Let’s talk about the jokes. First someone needs to tell me where they were because I didn’t laugh once. There were some “lol I’m a Jew lololololol I’m the best lolol I’m rich lolol did I mention that I’m Jewish” attempts at humor from Ari but they were lost on this Jew and frankly, bordered on anti-Semitic.
Leonardo DiCaprio is BFFs with Kevin Connolly, the larry who plays E. When asked in an interview with Bill Simmons why DiCaprio never appeared on the show, Connolly said it was a timing issue. Translation: Even a 41-year-old playboy who runs with 21-year-old supermodels won’t appear on Entourage because even he knows it’s a misogynistic piece of garbage. Plus, if DiCaprio wants to see boobies, it’s a pretty safe bet that he can whenever, wherever. Congratulations on your Oscar!
Entourage the TV show was something else. I’ll admit that it didn’t bother me as much as it should’ve and truth be told, I liked the first two seasons. I’m guilty of using some quotes like “Let’s hug it out, bitch” too. But that was when the writing was strong and the show itself was satirical. From season three on, the show became a softcore showcase for Jeremy Piven’s yelling skills and what are those things that women have? Oh yeah, boobies.
Misogyny in the movies and TV isn’t new and although I wasn’t expecting the Entourage movie to pass the Bechdel test … That’s pretty much the end of that sentence. Many HBO shows that I watch such as Game of Thrones and Girls use naked women to further a story or to provide a sense of realism. Well, as real as a world can be where whenever Marnie sings she doesn’t get eaten by dragons. Even GoT moved away from the constant sexposition and concentrated on having less boobies and more shedding of the blood of the innocent.

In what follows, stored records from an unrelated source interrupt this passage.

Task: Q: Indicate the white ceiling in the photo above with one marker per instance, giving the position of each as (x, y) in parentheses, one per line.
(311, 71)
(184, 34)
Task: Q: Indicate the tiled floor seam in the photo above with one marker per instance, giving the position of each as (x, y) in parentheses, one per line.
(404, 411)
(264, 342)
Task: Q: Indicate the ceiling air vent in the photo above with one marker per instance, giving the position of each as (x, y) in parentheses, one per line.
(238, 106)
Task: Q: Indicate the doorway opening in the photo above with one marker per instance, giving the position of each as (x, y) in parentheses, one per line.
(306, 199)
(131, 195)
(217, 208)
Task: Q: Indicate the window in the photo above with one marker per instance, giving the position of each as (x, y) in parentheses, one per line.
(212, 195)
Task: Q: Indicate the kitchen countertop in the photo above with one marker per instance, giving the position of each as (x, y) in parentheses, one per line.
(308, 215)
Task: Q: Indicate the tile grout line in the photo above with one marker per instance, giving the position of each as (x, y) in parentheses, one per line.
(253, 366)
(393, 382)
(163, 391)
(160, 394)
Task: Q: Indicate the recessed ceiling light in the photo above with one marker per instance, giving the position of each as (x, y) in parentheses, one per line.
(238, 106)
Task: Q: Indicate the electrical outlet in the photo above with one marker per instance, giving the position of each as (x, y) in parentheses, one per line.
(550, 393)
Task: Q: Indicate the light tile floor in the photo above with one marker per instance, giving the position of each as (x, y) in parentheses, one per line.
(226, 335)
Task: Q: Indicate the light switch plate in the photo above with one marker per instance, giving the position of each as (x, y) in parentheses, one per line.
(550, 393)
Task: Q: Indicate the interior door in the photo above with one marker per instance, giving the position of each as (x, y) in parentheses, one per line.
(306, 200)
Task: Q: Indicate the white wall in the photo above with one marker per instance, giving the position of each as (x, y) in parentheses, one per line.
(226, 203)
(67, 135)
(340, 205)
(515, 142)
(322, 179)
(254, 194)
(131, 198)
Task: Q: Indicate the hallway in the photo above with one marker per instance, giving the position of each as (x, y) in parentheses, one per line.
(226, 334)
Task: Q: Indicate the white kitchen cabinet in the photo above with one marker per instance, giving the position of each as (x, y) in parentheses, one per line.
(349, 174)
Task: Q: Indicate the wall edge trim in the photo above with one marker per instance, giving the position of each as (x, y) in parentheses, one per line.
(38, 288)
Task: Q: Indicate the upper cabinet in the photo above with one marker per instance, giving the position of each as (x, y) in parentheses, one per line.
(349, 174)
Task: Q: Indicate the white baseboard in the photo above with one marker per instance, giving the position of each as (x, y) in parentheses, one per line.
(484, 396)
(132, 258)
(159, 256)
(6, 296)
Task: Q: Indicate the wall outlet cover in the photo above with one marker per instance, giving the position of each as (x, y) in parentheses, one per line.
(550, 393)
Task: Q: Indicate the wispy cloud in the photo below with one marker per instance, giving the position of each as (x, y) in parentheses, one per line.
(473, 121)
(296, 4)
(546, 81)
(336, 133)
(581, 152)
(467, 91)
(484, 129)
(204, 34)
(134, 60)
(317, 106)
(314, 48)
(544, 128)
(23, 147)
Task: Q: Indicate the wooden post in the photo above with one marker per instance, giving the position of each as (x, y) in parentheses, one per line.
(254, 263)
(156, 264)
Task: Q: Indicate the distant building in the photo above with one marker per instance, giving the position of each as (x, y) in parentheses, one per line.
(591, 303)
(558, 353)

My problem isn’t with the nudity itself; it’s how the women are represented in the Entourage universe. In the land of Entourage, women throw themselves at Vince and his pals with the sole purpose of banging him. These woman are used as props to show how super totally important this actor is and women just wanna do it with him because he’s so important and talented and amazing. Besides the prop gals, any woman in the Entourage universe that has a job is portrayed as a no-nonsense bitch –she’s probably ragging it! – who screams and yells to get what she wants. Dana Gordon, Shauna the publicist, Sloan and Mrs. Ari are all women who if they existed in the real world would be still be treated as no-nonsense bitches who scream and yell to get what they want – they’re all ragging it! – even though they are smart, talented and oh crap, Entourage nailed it again.
The movie’s script was written by the show’s creator, who contrary to popular belief is not a teenage boy even though the dialogue is juvenile and basically a vessel to show more boobies. The problem is not that Doug Ellin – Entourage’s mastermind – was able to write and direct this movie, it’s that there was a demand for it. HBO was like, “YASSSSS let’s do this. Take some money that we could be using to greenlight shows that are about strong women who aren’t basket cases and give that dead Entourage horse another kick.”
I’m aware that I just became part of the problem for not only watching the movie but also writing about it. I can’t boycott HBO because the majority of the programs I watch come from there. Except for Vinyl and Togetherness. I tried with both and although they’re not as infuriating as the Entourage movie, they too have their own set of issues and unnecessary boobies.
Is this movie going to get a sequel? I’m too scared to ask the Internet but I fear that even if Entourage 2: As if Mark Wahlberg Doesn’t Have Enough Money Already, doesn’t get a sequel we’re not done with movies and TV shows where a group of dudes get carte blanche to do misogyny like it’s their full-time job. Also, boobies.